A Futile and Stupid Gesture (dir. David Wain)

It’s not surprising that a biopic about National Lampoon founder Doug Kenney (played by Will Forte) would come out right now.  With Netflix’s dedication to weekly comedy specials, the importance of SNL, and the evolution of social-media to share comedy, of course, it’s timely to release a movie about one of the most influential forces in comedy.  A Futile and Stupid Gesture is both hilarious and dramatic, bringing to life both the excitement and burden of living in the comedy world.  While easily watchable and very entertaining, there are certain aspects that leave the audience a little confused and unsure of how they’re supposed to feel.


The film is cut into two distinctive parts.  It starts as a straightforward comedic biopic up until Kenney starts work on Caddyshack, and the first half is really lighthearted.  Even when Kenney has his breakdown and leaves the magazine for a time, there are still plenty of laughs to be had.  The serious moments are all short-lived, and the pacing goes well.  Martin Mull’s self-aware narration is funny, providing a deus ex machina for any inconsistencies or inaccuracies.  Will Forte is having a ball, occupying the mind of a comedy genius.  There are plenty of one-liners thrown around, and despite one of Modern Doug’s jokes, each actor’s impressions are pretty good.  For the smaller named comics, you never think you’re watching the actor.  There are plenty of A-list celebrities in this, but they’re all pretty hard to catch.  The Bill Murray (Jon Daly) and Rodney Dangerfield (Erv Dahl) impressions are easier to catch as impersonators, but they’re so spot on that you can almost get lost.

A Futile and Stupid Gesture is a comedy nerd’s dream, not only as a showing of the history of comedy and a Where’s Waldo? of the past and present comedy worlds, but it really shows a lot of the dark sides of comedy.  In a less intense moment, it shows the competitive nature of the entertainment industry when Kenney confronts a young Lorne Michaels (Armen Weitzman).  Kenney has trouble keeping a healthy relationship and suffers from serious drug addiction.  It’s incredibly intense when he shows up to a Caddyshack screening wasted.  It’s heart-shattering, especially when Kenney’s parents have shown up after him begging.  Forte still has fun, throwing one-liners, even up to Kenney’s death and after, but the mood has shifted, and it’s sadder.  The most emotional moment is at Kenney’s funeral when his parents (Annette O’Toole and Harry Groener) look at his casket and piece together how loved their son was.  It’s incredibly moving, and Forte is nuanced enough to act as Kenney’s emotional ghost.

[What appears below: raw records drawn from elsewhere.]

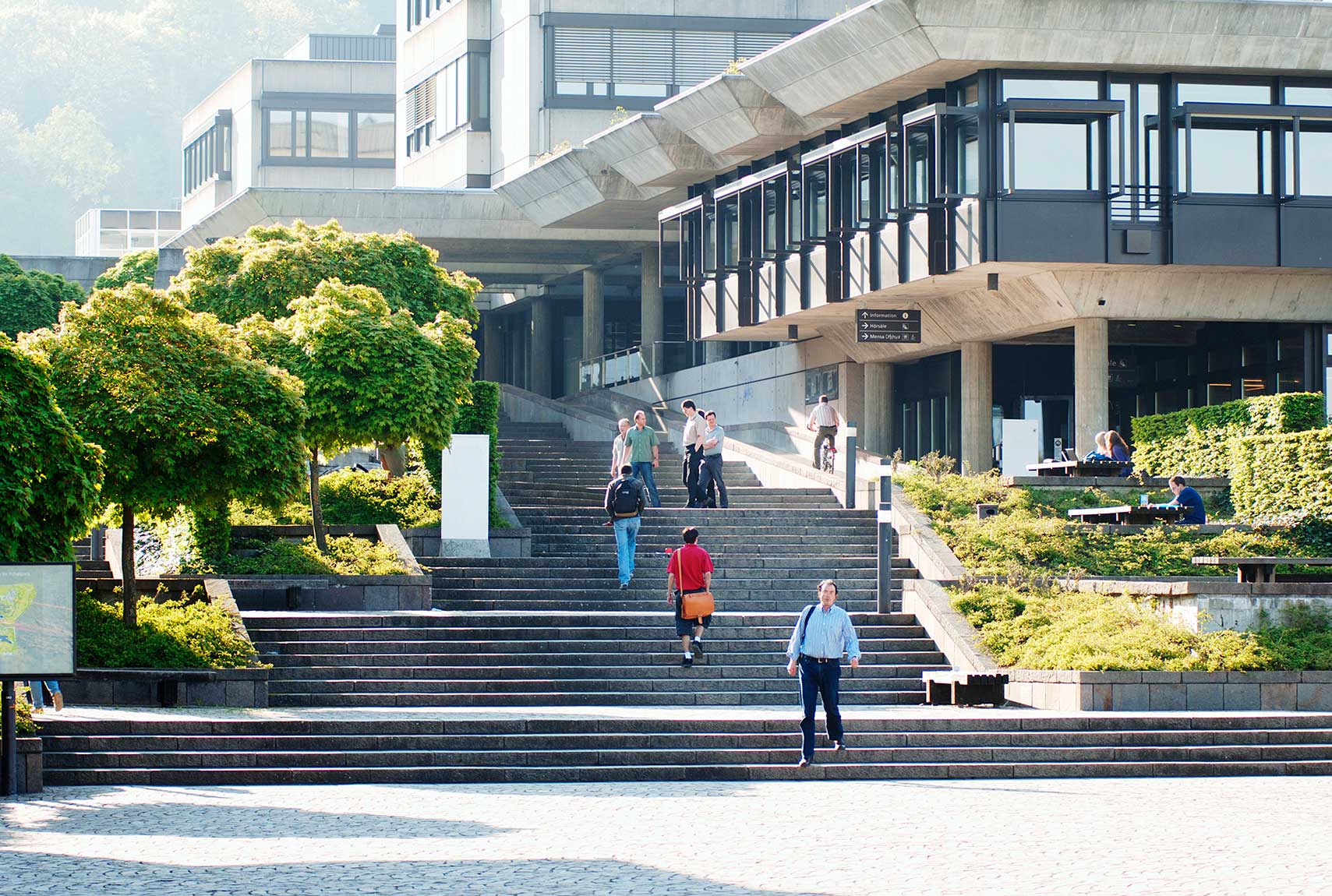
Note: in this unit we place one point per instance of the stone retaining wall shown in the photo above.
(1065, 691)
(231, 687)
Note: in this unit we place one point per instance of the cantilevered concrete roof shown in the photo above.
(886, 51)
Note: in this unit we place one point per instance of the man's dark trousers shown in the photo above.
(691, 475)
(819, 679)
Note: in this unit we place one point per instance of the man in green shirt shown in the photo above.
(641, 453)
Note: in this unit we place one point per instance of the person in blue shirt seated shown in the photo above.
(1189, 499)
(1119, 452)
(1101, 452)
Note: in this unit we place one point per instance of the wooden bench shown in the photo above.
(1260, 569)
(1079, 467)
(963, 689)
(1130, 514)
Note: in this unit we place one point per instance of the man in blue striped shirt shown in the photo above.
(821, 635)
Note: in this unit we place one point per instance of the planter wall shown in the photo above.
(229, 687)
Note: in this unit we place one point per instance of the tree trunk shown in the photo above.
(129, 593)
(394, 458)
(321, 538)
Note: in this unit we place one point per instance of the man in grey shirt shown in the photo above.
(710, 471)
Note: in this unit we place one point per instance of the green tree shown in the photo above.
(31, 300)
(370, 373)
(184, 411)
(270, 266)
(133, 268)
(51, 477)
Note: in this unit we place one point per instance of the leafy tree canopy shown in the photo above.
(270, 266)
(370, 373)
(133, 268)
(182, 407)
(51, 477)
(31, 300)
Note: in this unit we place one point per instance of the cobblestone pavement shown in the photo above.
(1168, 836)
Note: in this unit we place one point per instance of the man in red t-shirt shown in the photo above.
(689, 571)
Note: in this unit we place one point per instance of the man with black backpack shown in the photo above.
(625, 503)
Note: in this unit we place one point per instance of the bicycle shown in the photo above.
(828, 457)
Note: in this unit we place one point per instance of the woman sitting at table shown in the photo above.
(1119, 452)
(1101, 452)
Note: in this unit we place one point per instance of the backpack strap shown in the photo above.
(805, 623)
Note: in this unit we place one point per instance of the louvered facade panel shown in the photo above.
(642, 56)
(582, 54)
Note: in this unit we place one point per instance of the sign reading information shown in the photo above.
(881, 325)
(36, 621)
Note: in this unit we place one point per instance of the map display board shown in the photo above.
(36, 621)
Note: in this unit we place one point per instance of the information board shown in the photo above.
(888, 325)
(36, 621)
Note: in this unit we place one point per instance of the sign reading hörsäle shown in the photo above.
(36, 621)
(888, 325)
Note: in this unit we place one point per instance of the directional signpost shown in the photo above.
(882, 325)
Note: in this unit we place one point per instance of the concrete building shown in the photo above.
(1098, 210)
(111, 233)
(320, 118)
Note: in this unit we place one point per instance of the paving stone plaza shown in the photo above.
(1179, 836)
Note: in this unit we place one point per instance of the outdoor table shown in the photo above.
(1130, 514)
(1260, 569)
(1079, 467)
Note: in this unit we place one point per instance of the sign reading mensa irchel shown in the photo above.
(36, 619)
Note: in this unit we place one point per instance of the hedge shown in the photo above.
(1279, 475)
(1196, 441)
(479, 418)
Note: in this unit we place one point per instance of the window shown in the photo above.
(330, 135)
(299, 135)
(645, 64)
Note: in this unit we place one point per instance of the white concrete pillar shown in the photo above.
(492, 353)
(595, 313)
(542, 343)
(1091, 381)
(977, 401)
(653, 306)
(877, 425)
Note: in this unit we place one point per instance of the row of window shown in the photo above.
(315, 133)
(645, 63)
(420, 11)
(1062, 136)
(456, 96)
(208, 157)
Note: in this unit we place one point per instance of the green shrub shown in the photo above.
(479, 418)
(178, 634)
(347, 556)
(132, 268)
(31, 300)
(1196, 441)
(1033, 531)
(356, 498)
(1052, 629)
(1275, 475)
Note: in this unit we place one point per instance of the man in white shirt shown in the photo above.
(824, 421)
(691, 448)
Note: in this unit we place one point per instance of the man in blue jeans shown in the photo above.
(642, 453)
(822, 633)
(625, 503)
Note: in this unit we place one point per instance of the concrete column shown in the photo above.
(977, 401)
(542, 343)
(492, 351)
(595, 313)
(877, 428)
(1091, 381)
(653, 306)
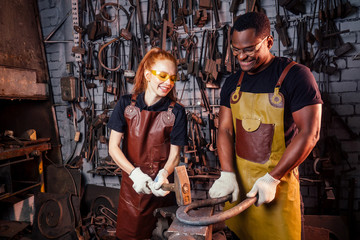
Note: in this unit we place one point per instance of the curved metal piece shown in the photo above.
(100, 52)
(183, 216)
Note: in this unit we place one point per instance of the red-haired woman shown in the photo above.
(152, 128)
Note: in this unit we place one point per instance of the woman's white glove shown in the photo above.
(141, 181)
(160, 179)
(265, 187)
(225, 185)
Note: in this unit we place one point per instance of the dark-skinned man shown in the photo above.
(270, 117)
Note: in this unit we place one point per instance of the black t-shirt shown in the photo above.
(178, 135)
(299, 89)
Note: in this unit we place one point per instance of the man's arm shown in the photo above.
(117, 154)
(225, 140)
(227, 183)
(308, 121)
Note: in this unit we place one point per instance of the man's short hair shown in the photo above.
(257, 20)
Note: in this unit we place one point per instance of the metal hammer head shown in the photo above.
(182, 186)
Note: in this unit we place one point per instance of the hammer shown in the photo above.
(181, 186)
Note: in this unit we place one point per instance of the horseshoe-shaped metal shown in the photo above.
(183, 216)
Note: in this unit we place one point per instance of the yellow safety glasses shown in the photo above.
(164, 76)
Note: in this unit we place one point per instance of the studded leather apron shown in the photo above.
(146, 145)
(258, 120)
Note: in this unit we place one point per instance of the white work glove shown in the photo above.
(141, 181)
(225, 185)
(265, 187)
(160, 179)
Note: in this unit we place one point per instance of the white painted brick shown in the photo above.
(347, 86)
(344, 109)
(351, 97)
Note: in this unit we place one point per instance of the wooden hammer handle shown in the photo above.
(168, 187)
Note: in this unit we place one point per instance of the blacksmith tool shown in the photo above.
(183, 216)
(181, 186)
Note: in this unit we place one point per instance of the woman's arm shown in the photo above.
(117, 154)
(173, 159)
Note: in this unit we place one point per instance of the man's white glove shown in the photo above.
(160, 179)
(265, 187)
(225, 185)
(141, 181)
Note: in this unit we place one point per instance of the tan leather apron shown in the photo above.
(258, 120)
(146, 145)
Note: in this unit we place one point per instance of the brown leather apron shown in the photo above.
(146, 145)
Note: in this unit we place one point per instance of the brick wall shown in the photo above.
(342, 88)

All that said, the movie is a little awkward.  The constant food fights are all sort of strange, even though they’re homages to Animal House.  Ending the movie with one seemed a little tacked on to give the movie an upbeat and light ending.  The oddest choice though was Martin Mull’s “Modern Doug” narrator.  It works as a device, and he is a really funny character, but having an older “what-if” Kenney seems a little disrespectful.  Additionally, for a viewer like me, who doesn’t know the history of National Lampoon, I needed to do research to see what really happened.  It doesn’t take away from the film, but it does leave the viewer feeling a tad conflicted.

All in all, A Futile and Stupid Gesture is an endearing homage to that magazine it’s based on and its creator.  The choices that stir up any negative emotions are just as essential to the movie, and they seem offbeat and weird enough that Doug Kenney would’ve approved.

[i] But this was real life, so can you really call them spoilers?